Читаем The Big Meow полностью

At least that was Rhiow’s first sense of what was happening. It was like being in a building that had been hit by a truck. But they were not in a building, and there were no trucks, and the shock nevertheless went right up through her legs and jolted her so that she nearly fell over where she stood. Half in panic, she staggered and tried to get back her balance, staring around at the others. Arhu and Siff’hah were crowded together, half supporting each other, their ears back and all their fur standing on end: Urruah’s tail was fluffed out to easily five times its normal size: Jath’s eyes were so wide that Rhiow thought they were going to pop out of his head. “What in the Queen’s Name was that?” Rhiow said, shaking all over as she managed to stand upright again.

“Only a little one,” Aufwi said. Not only had he not fallen over, he was still up on his haunches with his claws in the gate’s strings: as she watched, he pulled out the “master function” hyperstring and twisted it until the weave of the gate faded to nearly nothing in the bright air, signaling its deactivated mode. “No problem.”

Rhiow’s eyes went wide. “That was an earthquake? A little earthquake? Powers that Be preserve us from a big one!”

“That’s what we’re working on,” Aufwi said. The sheerly unruffled quality of his demeanor astonished her.

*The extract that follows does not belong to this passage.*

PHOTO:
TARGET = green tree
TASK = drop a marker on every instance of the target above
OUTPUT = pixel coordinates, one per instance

He gets nervous about being yowled at a little, but the world moves under him and he shrugs his tail? Rhiow thought. “Seriously, Rhiow, that one wasn’t bad. I’d make it no more than, oh, a four point five.” His face was as casual as that of a Person asked to rate a given brand of People food. “These little short-sharp-shock ones are no big deal: one bang and it’s all over. You want a quake, you want one of the ones where the ground sort of rolls underneath you, the ones with the big transverse waves–”

“I do not want them,” Rhiow said, “any of them, thank you very much!” She looked all around her. “I thought I heard some things falling–”

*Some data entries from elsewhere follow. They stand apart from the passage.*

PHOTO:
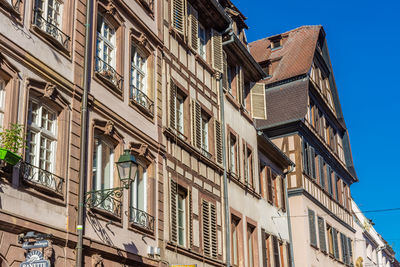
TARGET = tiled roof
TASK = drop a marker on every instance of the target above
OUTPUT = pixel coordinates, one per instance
(285, 103)
(296, 55)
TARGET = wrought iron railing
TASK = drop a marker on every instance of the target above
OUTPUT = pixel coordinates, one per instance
(51, 29)
(108, 73)
(142, 99)
(141, 219)
(106, 199)
(42, 177)
(205, 153)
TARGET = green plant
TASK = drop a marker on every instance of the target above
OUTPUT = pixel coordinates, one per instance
(13, 139)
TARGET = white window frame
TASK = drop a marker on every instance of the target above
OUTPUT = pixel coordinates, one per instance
(40, 132)
(181, 196)
(103, 41)
(138, 70)
(2, 101)
(202, 34)
(43, 8)
(179, 113)
(204, 132)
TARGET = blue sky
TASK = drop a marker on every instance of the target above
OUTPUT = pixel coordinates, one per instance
(363, 40)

“Oh, sometimes a piece of stucco’ll fall off down here,” Aufwi said. “But not much more. The ehhif who built these houses, they were smart – they knew what they were dealing with. Nothing more than a storey or two high, small windows, long low buildings that hug the ground so there’s not so far to fall–”

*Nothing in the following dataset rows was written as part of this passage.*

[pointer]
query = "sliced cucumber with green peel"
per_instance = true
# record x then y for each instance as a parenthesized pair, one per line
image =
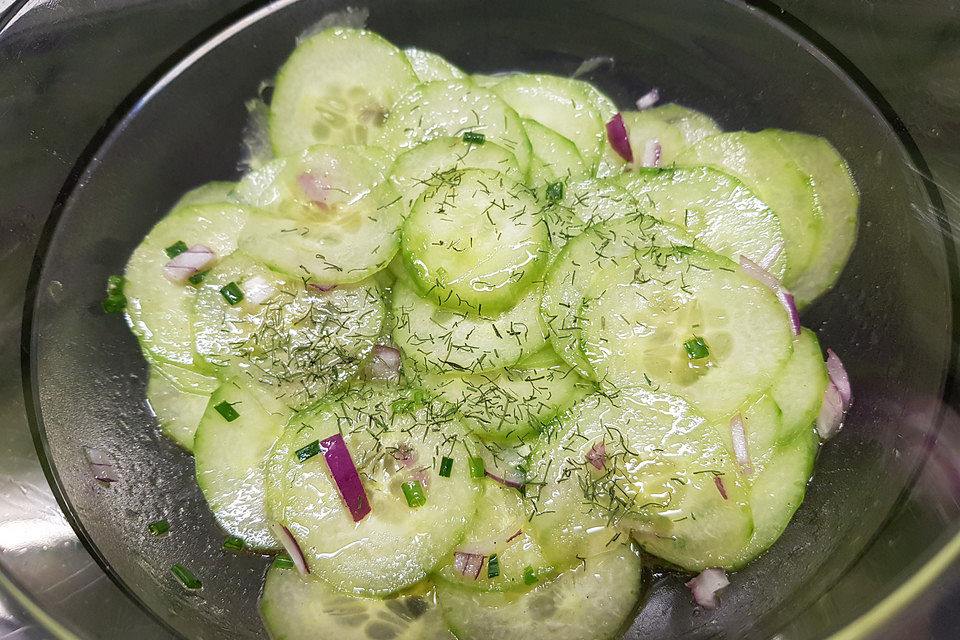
(713, 206)
(449, 341)
(640, 316)
(230, 450)
(294, 342)
(429, 66)
(758, 160)
(426, 165)
(560, 104)
(591, 601)
(838, 199)
(476, 242)
(337, 88)
(160, 310)
(799, 389)
(302, 608)
(395, 545)
(451, 108)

“They’ll have felt this where the buildings are a lot taller,” Urruah said, glancing westward to where the towers and spires of “downtown” Los Angeles rose.

Aufwi put his head to one side, listening to the Whisperer. “No serious damage,” he said after a moment. “Some cracks in walls, some minor injuries from things falling on People or ehhif. And things look all right around here.” He looked up at the bright sky, waved his tail. “’Just another day in Paradise…’”

Rhiow had her doubts that this was anything like Timeheart, either the ehhif version or her own, if such occurrences were commonplace. And without warning, the hair stood up all over her again. Oh, stop that, what’s the matter with me today –

Something kicked the world again: and this time, the kick felt much harder. Rhiow’s heart felt like it was seizing inside her. Knowing what was happening wasn’t making the experience any easier to deal with: it was making it worse. Rhiow wanted to yowl in terror, and barely managed to restrain herself as she staggered for balance. Iau Queen of Everything, help me hang on —

“Aftershock – !” Aufwi said, as Rhiow and the others tried to keep from falling over. “Don’t worry, only four point one or so that time – “

In front of them, the near-invisible gate shivered all over like the back of a Person who’d been bitten by a flea. The gate’s weft writhed, puckered, writhed again –

Someone came through and fell to the ground.

They all stared.

It was a Person. He was black all over, nearly as black as Rhiow, but exposure to much sun or the natural cast of his coat was letting all the usually-concealed tabby markings show through the darkness of the fur. He was dusty and rather thin, a long-faced, long-legged tom with tilted brass-yellow eyes. “Oh, thank Iau,” he said, gasping as if with exertion as he picked himself up, “I got it right. I didn’t want to keep you waiting. I didn’t, did I? There’s no time to lose – “

He had the air of a Person hanging on with every claw to keep himself from going frantic. His tongue went in and out over his nose three or four times in a row as he tried to get his composure, staring around him. “But it’s really going to be all right now,” the tom said then, looking from one to another of them, and last of all his eyes came to rest on Rhiow. “I made it. I’m here. I’m on errantry, and in need and haste I greet you – “

It was a form of the Avedictory that Rhiow had only rarely heard used — the one meant to convey utmost urgency. “Cousin,” she said, “tell us your name, and tell us how we can help you.”

“Hwaith,” he said. “I’m Hwaith. Our gate is malfunctioning, the LA gate – “

“But it’s fine,” Aufwi said, glancing up at it.